Favourable macroeconomic environment for auto sector – Analyst

0

KUCHING: The overall macroeconomic environment remains favourable for the automobile sector this year, helped by a 6.1 per cent forecast rise in consumer spending, 5.4 per cent gross domestic product growth, low borrowing costs and a strong pipeline of attractive new models.

That being said, the sector’s industry growth is still being inhibited by the high absolute prices of cars in general and high household debt ratios.

RHB Research Institute Sdn Bhd (RHB Research) analyst Alexander Chia noted yesterday that data from the Malaysian Automotive Association (MAA) suggested that industry sales were progressing as expected with year to date sales up 17.8 per cent year on year (y-o-y) to 100,042 units.

“The sales performance and anecdotal evidence suggest a robust undertone for consumer spending, especially in the mid to high end of the market spectrum.

“The pipeline for new model launches remains healthy and we count 24 launches of new and facelift vehicle variants in the first quarter of 2013 (1Q13),” he said while revealing RHB Research’s total industry volume 2013 forecast as 637,000 units, up 1.5 per cent y-o-y.

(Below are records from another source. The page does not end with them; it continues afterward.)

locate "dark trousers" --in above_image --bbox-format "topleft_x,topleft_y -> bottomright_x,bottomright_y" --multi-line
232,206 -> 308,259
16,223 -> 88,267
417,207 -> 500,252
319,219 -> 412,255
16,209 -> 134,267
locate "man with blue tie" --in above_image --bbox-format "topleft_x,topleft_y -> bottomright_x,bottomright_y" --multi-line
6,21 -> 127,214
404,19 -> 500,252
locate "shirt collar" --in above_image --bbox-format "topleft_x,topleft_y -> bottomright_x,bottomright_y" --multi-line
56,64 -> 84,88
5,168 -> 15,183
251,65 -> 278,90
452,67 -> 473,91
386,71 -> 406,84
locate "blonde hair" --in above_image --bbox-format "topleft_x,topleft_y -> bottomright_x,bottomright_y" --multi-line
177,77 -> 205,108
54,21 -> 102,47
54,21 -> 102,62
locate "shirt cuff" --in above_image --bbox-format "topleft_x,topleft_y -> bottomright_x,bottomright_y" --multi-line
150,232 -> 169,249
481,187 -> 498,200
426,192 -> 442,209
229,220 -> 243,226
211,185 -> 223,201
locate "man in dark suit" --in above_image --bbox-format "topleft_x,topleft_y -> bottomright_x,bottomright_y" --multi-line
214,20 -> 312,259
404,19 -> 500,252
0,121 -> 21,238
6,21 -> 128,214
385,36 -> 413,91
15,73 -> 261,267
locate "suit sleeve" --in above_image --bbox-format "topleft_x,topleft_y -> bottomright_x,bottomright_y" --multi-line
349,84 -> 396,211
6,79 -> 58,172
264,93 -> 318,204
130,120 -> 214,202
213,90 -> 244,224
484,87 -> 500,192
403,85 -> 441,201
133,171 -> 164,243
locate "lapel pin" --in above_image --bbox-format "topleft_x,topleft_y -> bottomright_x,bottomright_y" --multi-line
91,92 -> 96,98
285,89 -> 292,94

Chia opined that the dearth of all-new models from the national manufacturers and increasingly competitive pricing strategies adopted by some non-national players meant that Proton’s and Perodua’s market shares would continue to be under
pressure.

In addition, while the increasing affluence of national car owners resulted in many ‘trading up’ to more expensive non-national alternatives, the lower end of the market continued to be squeezed by stricter hurdles to qualify for financing, he said.

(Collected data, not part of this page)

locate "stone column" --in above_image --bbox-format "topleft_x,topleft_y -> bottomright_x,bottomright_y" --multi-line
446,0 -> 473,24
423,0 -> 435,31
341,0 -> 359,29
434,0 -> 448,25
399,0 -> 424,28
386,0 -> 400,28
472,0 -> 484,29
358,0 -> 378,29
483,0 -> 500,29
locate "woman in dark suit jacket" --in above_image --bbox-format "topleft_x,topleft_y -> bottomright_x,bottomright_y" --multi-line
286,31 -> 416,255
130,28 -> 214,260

Meanwhile, the yen had depreciated 13.7 per cent against the ringgit since the start of the year and RHB Research had accordingly revised its average 2013 and 2014 ringgit to 100 yen assumption to RM2.96 and RM2.77 (from RM3.30 and RM3.20) respectively.

Chia stated that sustained weakness in the yen would benefit Tan Chong Motor Holdings Bhd (Tan Ching Motor) while both MBM Resources Bhd and UMW Holdings Bhd would also benefit through their associate stakes in Perodua.

Chia remained “wary of a potential sales blip in the coming months that could be sparked off by the impending general election” with the risk being that “potential buyers could adopt a wait-and see stance that would disrupt the recent positive sales trends.”

“While the strategic thrust of the forthcoming new National Automotive Policy has been well-signalled to the market, its stance on the automotive duty structure going forward is unclear.”

He pointed out that the new and used car markets had a symbiotic relationship and a reduction in new vehicle prices would not necessarily result in higher vehicle sales; residual values of used vehicles would be affected by the lower new car prices.

With the equity value in used vehicle residuals typically being a significant component of the down payment for a new vehicle, a sharp contraction in used car residuals would leave some car buyers in the position where they would be unable to fully fund the new vehicle of their choice.

“The issue is compounded by the extended hire purchase financing period of up to nine years.

“A contraction in used car residuals could leave many borrowers, especially those in the lower income segment, in a negative equity position, where the old vehicle is worth less than the amount of the outstanding loan.

“Accordingly, we continue to view potential regulatory change as a significant risk for the sector going forward,” Chia stated while revealing Tan Chong Motor and DRB-Hicom Bhd as RHB Research’s top stock picks in the sector.